Tantalus revisited: digital age insights from time off line

Jan. 26, 2011

As I write this, I have now been 36 hours without internet access. Due to as yet undiagnosed technical issues, the router

tantalizes with mute, flashing lights but fails to connect. Every so often I will glance at the system with an innocent, child-like hope that a techno-miracle has

occurred, but, alas.

I realize that compared to the need for shelter, food, and clothing, the lack of Internet connectivity may seem like a trifling, first world problem.

"At least we have electricity," an eminently rational voice (i.e., my spouse) chimes in.

In a weird way, that makes it all the more frustrating - like having a race car sitting on blocks.

Here's what I can't do: I can't answer my voluminous email (some of which is actually important); I can't complete several work-related tasks that require Web research; I can't download and edit documents conveniently stored "in the cloud;" I can't complete online banking transactions or pay bills; I can't play online games (which I review for publication) and I can't even play several games stored on the computer that now demand online connectivity for security validation.

If I was teaching one of my online classes at CGCC, I would be unable to read student posts or respond. By the way, "The dog ate my homework" has now become "my Internet connection failed."

Again, the point is not that all - or even, any of these tasks and activities are a matter of life or death (some, however, are legitimately time-sensitive and contractually required); and there are inconvenient alternatives and workarounds to at least some of them.

This bit of an unplanned hiatus from digital connectivity is a simple, unpleasant reminder of how thoroughly the online world has insinuated itself into my life - into all our lives, more or less.

It may be, however, a good time to take stock - review the ledger balance so to speak (once the vision has cleared, the shaking has stopped, and the other withdrawal symptoms have abated a bit).

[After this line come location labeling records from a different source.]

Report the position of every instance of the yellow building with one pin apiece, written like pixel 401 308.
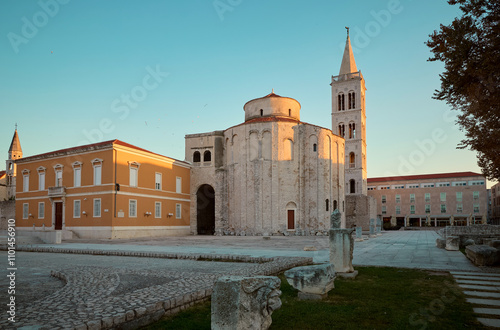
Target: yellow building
pixel 105 190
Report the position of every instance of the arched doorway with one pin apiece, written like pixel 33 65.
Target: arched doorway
pixel 205 210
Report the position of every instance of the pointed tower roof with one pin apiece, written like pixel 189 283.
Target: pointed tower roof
pixel 15 145
pixel 348 63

I have always been a gleefully willing early adopter, from my first little Timex/Sinclair computer (with 8K memory!), to learning BASIC on a Commodore PET, right up to purchasing the recently released iPad.

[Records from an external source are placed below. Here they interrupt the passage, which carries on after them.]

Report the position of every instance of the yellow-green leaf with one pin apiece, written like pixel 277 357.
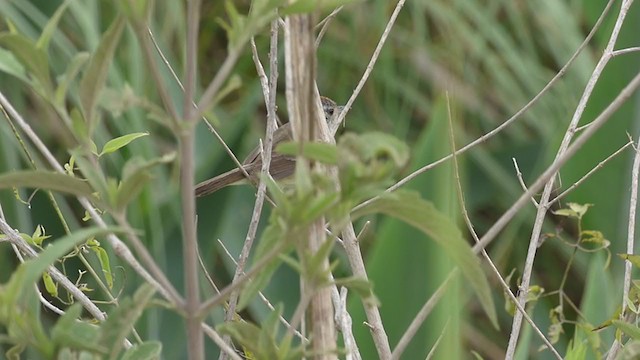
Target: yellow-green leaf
pixel 120 142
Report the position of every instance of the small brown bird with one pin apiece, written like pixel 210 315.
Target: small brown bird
pixel 282 166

Without the power and convenience of music software, I would have been much less able to create music and materials for my students.

The online, public domain library is the source for nearly all of the choir's pre-1900 music, and the vast array of material available on iTunes means that I can explore every style, period, and geographical nook and cranny of the musical world.

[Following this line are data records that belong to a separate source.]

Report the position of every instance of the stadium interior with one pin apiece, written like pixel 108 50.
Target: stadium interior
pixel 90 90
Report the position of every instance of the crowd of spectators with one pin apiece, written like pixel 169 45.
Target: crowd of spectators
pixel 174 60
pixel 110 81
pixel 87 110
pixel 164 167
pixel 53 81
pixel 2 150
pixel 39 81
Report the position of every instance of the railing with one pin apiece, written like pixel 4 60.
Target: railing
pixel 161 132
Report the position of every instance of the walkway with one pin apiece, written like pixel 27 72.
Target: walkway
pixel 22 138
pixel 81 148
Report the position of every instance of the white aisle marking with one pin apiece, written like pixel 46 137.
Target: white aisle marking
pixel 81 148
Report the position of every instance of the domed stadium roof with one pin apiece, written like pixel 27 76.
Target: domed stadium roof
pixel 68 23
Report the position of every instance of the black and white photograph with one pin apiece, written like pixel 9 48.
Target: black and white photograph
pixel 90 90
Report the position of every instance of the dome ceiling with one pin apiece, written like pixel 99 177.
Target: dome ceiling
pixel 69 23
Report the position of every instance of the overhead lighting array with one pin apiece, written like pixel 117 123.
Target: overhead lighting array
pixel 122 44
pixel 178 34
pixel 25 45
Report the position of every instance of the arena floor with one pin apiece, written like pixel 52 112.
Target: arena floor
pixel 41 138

My love of video gaming has allowed me to keep in practice as a journalist and reviewer.

Thanks almost entirely to Facebook, I was able to organize a 25-year reunion concert that brought back singers to HRV in a moving tribute to the lasting power of a human musical community.

So, the plus side of the technology ledger is, for me, unassailably strong.

A visit to the dark side, though, will offer counters to many of these conveniences.

The sheer amount of visual, auditory, and intellectual stimuli and entertainment opportunities have created a frazzled population (and I can attest to this) with a type of attention deficit disorder that makes reading a book an excruciating exercise in concentration.

We are a now nation of skimmers and samplers and rarely dive deeply into anything.

Given the fact that we have so many ways of communicating - Facebook, Twitter, email, texting - means that no one way is ever reliably effective.

A simple "note home to parents" now must be duplicated in a half dozen online formats, and still there is no guarantee anyone will get the message.

Students rarely read email, and if I turn to Facebook I may be able to communicate, but at the cost - and potential risk - of having to wade through endless banal, embarrassing, gross, or even incriminating status updates.

With every form of entertainment, news, and commentary available on demand, nothing is much valued and our ability to discriminate quality diminishes.

In an "instant gratification" culture, people lose sight of the commitment and dedication that real, lasting success and achievement require.

Surrounding all our technology, of course, is the complex web of environmental, political, and social dues that we pay, from the slave-wage miners who keep our labs supplied with required rare elements to the landfills choked with mountains of castoff electronic amusements.

Even the most Luddite-leaning of us have to concede that, short of a zombie apocalypse, we as a culture are "all in" with technology. It has become the playground and ecological niche of our evolved brains in the same way the natural world is the environment of our animal selves.

This is not to say we can't inhabit that world mindfully, or use technology consciously, or make a point of evaluating our relationship to the digital world now and then. In fact, how we use and relate to technology -and not, if - is really our only meaningful choice.

By and large, technology has enriched my life, increased by productivity, enhanced my creativity, and opened new opportunities for me intellectually and professionally.

But although technology has enhanced my life, it is not my life. If I am uncomfortable with an even slightly protracted break from digital connectivity, it is surely a sign that I have lost sight and touch, not with the online "community," but with myself.

Mark Steighner is a musician, writer, and music director at Hood River Valley High School.